レブランクの兵士たちも、ザロアスタ卿も、盗賊たちも、異端の教徒たちも。皆魔術を使うわけでも、怪物的な異常の身体能力を持つわけでも、聖剣の権能を操るわけでもない。
しかも、そのうちのザロアスタ卿とはほとんど圧倒されっぱなしで、レブランクの兵士たちも結局生き残りはしたけれど負けていた。異端の教徒たちも時間を稼ぐのが精一杯で、盗賊たちはエリシアと協力したからなんとか倒せたという程度のものだ。
確かに成長はしているのだろうけれど、どこまで行っても絶対的に技量や能力が足りていない。
レイチェルにも、ザロアスタにも、エリシアにも、かつてのルカントにも……そして当然エリオスにも。今のシャールの力量は遥かに劣っている。

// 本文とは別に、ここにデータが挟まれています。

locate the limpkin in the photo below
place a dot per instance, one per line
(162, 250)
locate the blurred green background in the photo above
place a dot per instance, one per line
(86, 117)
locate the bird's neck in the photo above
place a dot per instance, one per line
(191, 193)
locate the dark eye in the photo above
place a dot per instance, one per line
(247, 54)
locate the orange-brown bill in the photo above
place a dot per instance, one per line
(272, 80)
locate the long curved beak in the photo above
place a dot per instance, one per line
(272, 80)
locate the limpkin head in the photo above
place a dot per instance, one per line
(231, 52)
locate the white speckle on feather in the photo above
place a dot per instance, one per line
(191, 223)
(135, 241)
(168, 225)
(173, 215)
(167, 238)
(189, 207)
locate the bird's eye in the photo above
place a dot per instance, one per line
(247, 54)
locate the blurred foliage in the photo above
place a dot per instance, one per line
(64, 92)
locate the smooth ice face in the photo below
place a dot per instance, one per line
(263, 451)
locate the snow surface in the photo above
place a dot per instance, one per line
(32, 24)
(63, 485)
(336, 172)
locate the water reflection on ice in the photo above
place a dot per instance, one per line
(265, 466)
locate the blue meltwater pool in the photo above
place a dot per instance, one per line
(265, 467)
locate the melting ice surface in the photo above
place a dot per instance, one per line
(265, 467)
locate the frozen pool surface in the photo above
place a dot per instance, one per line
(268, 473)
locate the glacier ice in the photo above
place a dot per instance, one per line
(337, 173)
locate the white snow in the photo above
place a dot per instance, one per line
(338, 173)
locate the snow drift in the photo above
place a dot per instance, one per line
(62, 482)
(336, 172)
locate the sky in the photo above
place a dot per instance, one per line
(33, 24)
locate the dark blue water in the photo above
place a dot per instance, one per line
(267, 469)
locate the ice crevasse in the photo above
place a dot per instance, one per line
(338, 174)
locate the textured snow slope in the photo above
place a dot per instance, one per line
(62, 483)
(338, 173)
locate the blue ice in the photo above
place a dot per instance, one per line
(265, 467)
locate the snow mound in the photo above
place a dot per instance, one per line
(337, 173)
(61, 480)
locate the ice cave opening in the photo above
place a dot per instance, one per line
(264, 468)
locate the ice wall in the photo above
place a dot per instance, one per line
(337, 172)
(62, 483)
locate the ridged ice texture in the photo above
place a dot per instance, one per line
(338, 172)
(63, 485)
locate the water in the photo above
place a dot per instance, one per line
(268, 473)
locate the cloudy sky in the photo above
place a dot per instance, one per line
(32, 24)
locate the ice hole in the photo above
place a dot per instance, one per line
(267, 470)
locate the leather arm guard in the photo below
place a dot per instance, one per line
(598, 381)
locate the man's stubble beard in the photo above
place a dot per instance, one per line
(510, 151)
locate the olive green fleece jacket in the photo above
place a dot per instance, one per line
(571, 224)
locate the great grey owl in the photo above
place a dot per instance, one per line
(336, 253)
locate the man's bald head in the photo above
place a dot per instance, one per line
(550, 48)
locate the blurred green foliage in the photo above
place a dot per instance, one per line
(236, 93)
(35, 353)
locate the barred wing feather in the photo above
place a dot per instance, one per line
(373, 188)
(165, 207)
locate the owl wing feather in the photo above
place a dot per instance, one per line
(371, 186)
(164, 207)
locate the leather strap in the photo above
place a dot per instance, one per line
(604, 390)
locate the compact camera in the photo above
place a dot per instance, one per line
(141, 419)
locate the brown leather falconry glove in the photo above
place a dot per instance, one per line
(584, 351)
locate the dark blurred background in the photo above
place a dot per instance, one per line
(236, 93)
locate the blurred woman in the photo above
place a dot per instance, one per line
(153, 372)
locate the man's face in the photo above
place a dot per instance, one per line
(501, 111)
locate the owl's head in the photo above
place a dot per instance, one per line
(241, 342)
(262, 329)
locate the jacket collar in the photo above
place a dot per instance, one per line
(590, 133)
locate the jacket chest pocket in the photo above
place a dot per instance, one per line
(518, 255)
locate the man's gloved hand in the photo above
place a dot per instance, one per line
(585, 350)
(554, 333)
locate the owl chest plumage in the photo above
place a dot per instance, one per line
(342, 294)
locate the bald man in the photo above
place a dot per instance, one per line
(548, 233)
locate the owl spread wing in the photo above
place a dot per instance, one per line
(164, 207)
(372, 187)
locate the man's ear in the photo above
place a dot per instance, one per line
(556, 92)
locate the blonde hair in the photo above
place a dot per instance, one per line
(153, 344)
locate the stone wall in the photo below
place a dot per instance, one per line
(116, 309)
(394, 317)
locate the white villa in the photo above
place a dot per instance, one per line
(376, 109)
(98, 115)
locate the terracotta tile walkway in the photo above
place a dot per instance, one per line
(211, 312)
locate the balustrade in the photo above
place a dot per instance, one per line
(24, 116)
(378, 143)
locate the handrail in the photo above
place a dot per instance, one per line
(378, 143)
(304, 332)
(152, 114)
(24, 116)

それを自覚しているが故に、シャールは引け目を感じているし、それが原因で魔王との戦いに敗北を喫してしまったらと恐れてもいる。
そんな不安に満ちた表情のシャールに、レイチェルは苦笑を漏らす。
「確かに貴女はまだまだ未熟です。でも、だとしても我々には貴女の力が必要なのです——それに、例え貴女が足を引っ張ることがあったとしても、私たちはその足で貴女を前へと引きずり出して一緒に進んでみせますとも」
そう言ってレイチェルは冗談めかしたように、茶目っけを帯びた瞳を煌めかせながら笑った。
その横で頷くエリシアの顔と彼女の瞳に、募っていた不安が、手のひらに落ちた雪のように解けていくのを感じる。
そんな時だった。屋敷の外から、跳ね橋が降りる音が聞こえた——屋敷の主人が帰ってきたのだと三人とも直感した。